Standard treatment for diffuse large B-cell lymphoma (DLBCL), the most common type of non-Hodgkin lymphoma, is a regimen of rituximab, cyclophosphamide, doxorubicin, vincristine, and prednisone (R-CHOP). However, up to 40% of patients are refractory to R-CHOP or relapse after initial response to treatment. Researchers have investigated alternative approaches, including intensifying either the chemotherapy or rituximab portions of treatment, adding maintenance therapies, or trying novel agents, none of which have resulted in a meaningful improvement of treatment outcomes. Recently, polatuzumab vedotin, an anti-CD79b antibody–drug conjugate (ADC), has shown promise in DLBCL – both as a single agent and in combination with rituximab and rituximab/bendamustine in patients with relapsed/refractory DLBCL. In the POLARIX study, investigators assessed the efficacy and safety of polatuzumab vedotin in combination with rituximab, cyclophosphamide, doxorubicin, and prednisone (pola-R-CHP) compared with R-CHOP, in patients with treatment-naïve DLBCL. The results of this randomized, double-blind, placebo-controlled, international, phase III study were presented at the American Society of Hematology annual meeting in December 2021 and simultaneously published in the New England Journal of Medicine.

In total, 879 adult patients with CD20-positive DLBCL were randomized to receive six cycles of either pola-R-CHP or R-CHOP, plus two cycles of rituximab alone. The primary endpoint was investigator-assessed progression-free survival (PFS). Secondary endpoints included overall survival and safety. After a median follow-up of 28.2 months, 2-year PFS was higher in the pola-R-CHP group at 76.7% vs. 70.2% in the R-CHOP group. The risk of disease progression or death was 27% lower in the pola-R-CHP group (hazard ratio [HR] 0.73; P = 0.02). Interestingly, the results of an exploratory subgroup analysis varied based on demographic and disease characteristics. Clear PFS benefit for pola-R-CHP was seen in patients older than 60 years, those who had an International Prognostic Index score of 3–5, and those with the activated B-cell-like subtype of DLBCL, but not in other subgroups. Overall survival was nearly identical in both groups at 88.7% in pola-R-CHP and 88.6% in R-CHOP (HR 0.94, P = 0.75). Similarly, the percentage of patients who achieved a complete response (CR) at the end of treatment were comparable: 78.0% in the pola-R-CHP group and 74.0% in the R-CHOP group (P = 0.16). However, investigators found that patients who had a CR following pola-R-CHP treatment were more likely to remain in remission than those in the R-CHOP group (HR 0.70).

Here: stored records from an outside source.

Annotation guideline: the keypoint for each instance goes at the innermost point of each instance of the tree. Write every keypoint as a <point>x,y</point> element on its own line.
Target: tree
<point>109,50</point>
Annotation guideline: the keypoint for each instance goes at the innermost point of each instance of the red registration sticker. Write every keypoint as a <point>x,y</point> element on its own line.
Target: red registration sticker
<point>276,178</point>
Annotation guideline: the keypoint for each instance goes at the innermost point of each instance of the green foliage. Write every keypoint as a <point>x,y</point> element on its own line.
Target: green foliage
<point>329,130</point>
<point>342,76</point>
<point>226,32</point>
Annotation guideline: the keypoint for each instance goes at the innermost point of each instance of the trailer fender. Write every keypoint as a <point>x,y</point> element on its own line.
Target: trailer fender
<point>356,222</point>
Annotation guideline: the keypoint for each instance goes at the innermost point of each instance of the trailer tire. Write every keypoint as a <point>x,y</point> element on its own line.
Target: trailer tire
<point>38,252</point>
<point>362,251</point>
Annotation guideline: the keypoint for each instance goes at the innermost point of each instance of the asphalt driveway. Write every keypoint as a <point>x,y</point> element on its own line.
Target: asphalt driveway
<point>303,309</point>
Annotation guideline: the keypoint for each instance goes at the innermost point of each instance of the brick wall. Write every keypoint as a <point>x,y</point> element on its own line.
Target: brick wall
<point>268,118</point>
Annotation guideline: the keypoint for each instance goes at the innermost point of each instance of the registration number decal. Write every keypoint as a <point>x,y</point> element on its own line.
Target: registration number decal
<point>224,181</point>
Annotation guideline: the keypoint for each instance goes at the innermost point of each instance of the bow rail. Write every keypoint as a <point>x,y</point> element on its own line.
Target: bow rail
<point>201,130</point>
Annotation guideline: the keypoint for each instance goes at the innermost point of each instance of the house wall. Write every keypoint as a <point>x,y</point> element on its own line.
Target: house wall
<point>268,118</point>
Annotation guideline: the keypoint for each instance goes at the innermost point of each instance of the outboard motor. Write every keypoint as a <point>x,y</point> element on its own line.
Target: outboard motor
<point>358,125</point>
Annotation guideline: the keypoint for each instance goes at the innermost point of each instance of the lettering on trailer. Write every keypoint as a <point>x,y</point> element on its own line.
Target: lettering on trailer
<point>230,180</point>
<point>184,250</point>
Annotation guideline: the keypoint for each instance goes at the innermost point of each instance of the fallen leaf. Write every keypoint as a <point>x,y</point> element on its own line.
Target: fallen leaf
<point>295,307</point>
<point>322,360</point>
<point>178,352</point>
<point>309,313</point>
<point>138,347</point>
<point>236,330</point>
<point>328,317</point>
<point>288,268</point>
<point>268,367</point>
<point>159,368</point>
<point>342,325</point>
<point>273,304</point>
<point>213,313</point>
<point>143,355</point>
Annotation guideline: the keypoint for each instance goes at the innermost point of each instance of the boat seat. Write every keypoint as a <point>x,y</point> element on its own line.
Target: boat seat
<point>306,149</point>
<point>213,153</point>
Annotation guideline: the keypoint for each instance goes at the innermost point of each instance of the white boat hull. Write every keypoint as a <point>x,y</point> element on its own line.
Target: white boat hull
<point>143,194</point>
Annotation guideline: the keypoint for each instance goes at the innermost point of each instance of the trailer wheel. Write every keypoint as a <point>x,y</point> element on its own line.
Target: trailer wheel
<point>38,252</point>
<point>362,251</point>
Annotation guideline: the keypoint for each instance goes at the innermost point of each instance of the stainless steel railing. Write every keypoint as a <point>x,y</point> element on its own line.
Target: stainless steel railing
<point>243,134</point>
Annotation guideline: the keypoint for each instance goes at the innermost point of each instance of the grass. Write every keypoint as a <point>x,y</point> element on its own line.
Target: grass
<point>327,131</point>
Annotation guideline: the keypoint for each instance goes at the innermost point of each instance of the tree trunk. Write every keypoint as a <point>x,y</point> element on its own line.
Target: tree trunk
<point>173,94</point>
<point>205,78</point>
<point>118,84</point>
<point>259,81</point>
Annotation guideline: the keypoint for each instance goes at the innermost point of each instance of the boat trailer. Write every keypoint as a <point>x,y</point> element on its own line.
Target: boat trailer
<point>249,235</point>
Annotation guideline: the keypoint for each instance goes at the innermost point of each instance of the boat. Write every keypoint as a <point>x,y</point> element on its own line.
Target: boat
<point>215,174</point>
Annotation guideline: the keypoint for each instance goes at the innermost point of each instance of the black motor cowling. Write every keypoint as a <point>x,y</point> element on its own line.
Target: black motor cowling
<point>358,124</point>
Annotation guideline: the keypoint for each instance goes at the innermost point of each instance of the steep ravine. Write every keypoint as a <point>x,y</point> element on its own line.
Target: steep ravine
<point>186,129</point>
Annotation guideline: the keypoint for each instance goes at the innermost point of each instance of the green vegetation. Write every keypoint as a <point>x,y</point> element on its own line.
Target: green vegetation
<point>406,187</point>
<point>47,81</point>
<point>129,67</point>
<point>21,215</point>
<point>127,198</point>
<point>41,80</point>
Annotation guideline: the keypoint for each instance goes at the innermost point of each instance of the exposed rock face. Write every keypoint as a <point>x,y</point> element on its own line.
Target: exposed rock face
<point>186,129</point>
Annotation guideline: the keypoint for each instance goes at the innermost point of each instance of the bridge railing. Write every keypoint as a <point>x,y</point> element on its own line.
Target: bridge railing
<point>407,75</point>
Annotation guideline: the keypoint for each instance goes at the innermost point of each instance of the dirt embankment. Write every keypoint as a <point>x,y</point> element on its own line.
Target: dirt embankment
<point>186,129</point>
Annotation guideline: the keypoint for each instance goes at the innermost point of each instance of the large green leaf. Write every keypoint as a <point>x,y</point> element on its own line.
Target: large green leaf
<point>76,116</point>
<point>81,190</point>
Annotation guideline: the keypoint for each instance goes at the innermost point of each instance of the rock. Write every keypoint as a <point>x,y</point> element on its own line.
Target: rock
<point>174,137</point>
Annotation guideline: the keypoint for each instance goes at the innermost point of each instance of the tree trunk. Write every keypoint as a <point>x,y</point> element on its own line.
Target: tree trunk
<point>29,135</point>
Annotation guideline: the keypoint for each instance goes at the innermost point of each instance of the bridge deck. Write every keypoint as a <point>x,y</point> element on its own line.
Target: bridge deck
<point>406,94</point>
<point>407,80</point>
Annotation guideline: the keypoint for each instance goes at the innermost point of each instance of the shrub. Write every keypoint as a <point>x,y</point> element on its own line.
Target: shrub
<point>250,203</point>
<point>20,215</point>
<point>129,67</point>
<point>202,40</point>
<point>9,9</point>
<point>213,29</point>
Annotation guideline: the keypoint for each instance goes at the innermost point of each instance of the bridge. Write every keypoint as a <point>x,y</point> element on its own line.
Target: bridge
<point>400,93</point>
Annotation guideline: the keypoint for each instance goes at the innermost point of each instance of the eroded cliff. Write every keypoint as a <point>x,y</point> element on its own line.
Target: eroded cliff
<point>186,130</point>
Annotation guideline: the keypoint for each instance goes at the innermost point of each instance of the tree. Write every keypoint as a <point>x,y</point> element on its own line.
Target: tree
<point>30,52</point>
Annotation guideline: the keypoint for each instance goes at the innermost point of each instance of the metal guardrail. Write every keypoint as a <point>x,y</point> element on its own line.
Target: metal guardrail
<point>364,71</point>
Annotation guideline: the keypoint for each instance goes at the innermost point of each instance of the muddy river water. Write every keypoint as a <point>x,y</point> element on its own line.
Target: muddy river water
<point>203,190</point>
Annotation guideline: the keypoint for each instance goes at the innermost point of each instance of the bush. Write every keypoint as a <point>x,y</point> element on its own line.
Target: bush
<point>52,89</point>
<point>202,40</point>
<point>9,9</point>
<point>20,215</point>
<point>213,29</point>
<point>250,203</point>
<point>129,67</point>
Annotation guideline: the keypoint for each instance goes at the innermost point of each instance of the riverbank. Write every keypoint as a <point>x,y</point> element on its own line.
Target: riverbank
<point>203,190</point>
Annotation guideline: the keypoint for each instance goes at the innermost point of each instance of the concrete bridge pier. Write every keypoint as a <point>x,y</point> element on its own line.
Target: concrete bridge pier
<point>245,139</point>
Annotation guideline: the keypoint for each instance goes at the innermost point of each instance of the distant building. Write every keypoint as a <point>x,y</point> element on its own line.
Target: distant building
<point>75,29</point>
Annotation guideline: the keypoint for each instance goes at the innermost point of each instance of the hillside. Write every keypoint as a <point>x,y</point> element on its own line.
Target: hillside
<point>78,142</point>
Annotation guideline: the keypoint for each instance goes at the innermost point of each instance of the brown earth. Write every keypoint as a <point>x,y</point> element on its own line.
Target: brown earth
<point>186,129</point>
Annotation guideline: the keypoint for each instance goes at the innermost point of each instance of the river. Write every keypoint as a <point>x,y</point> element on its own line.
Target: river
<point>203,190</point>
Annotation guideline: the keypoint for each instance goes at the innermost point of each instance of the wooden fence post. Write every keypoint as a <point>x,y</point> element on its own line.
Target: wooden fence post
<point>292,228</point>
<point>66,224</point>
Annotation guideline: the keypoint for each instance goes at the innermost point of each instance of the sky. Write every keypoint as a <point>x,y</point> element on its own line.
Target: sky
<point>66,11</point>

In general, the safety data were similar in both groups. As expected, the safety profile of pola-R-CHP was consistent with the known safety profiles of the individual drugs. Neutropenia, febrile neutropenia, and anemia were the most common grade 3 or 4 adverse events (AEs) reported. About one-third of patients in both groups experienced serious AEs (34% with pola- R-CHP vs. 30.6 % with R-CHOP). Treatment-related AEs leading to death, most related to infection, occurred in both groups: 13 patients in the pola-R-CHP group and 10 in the R-CHOP group. Despite the occurrence of peripheral neuropathy as an expected AE with the polatuzumab ADC, the incidence did not differ between the pola-R-CHP and R-CHOP groups (52.9% vs. 53.9%), and most were grade 1. In their conclusion, the authors emphasized the PFS benefit of pola-R-CHP over R-CHOP and pointed out the need for longer follow-up to confirm that the 2-year remissions are durable and impact overall survival.   

Reference:
Tilly H, et al. N Engl J Med. 2021 Dec 14. [Online ahead of print.]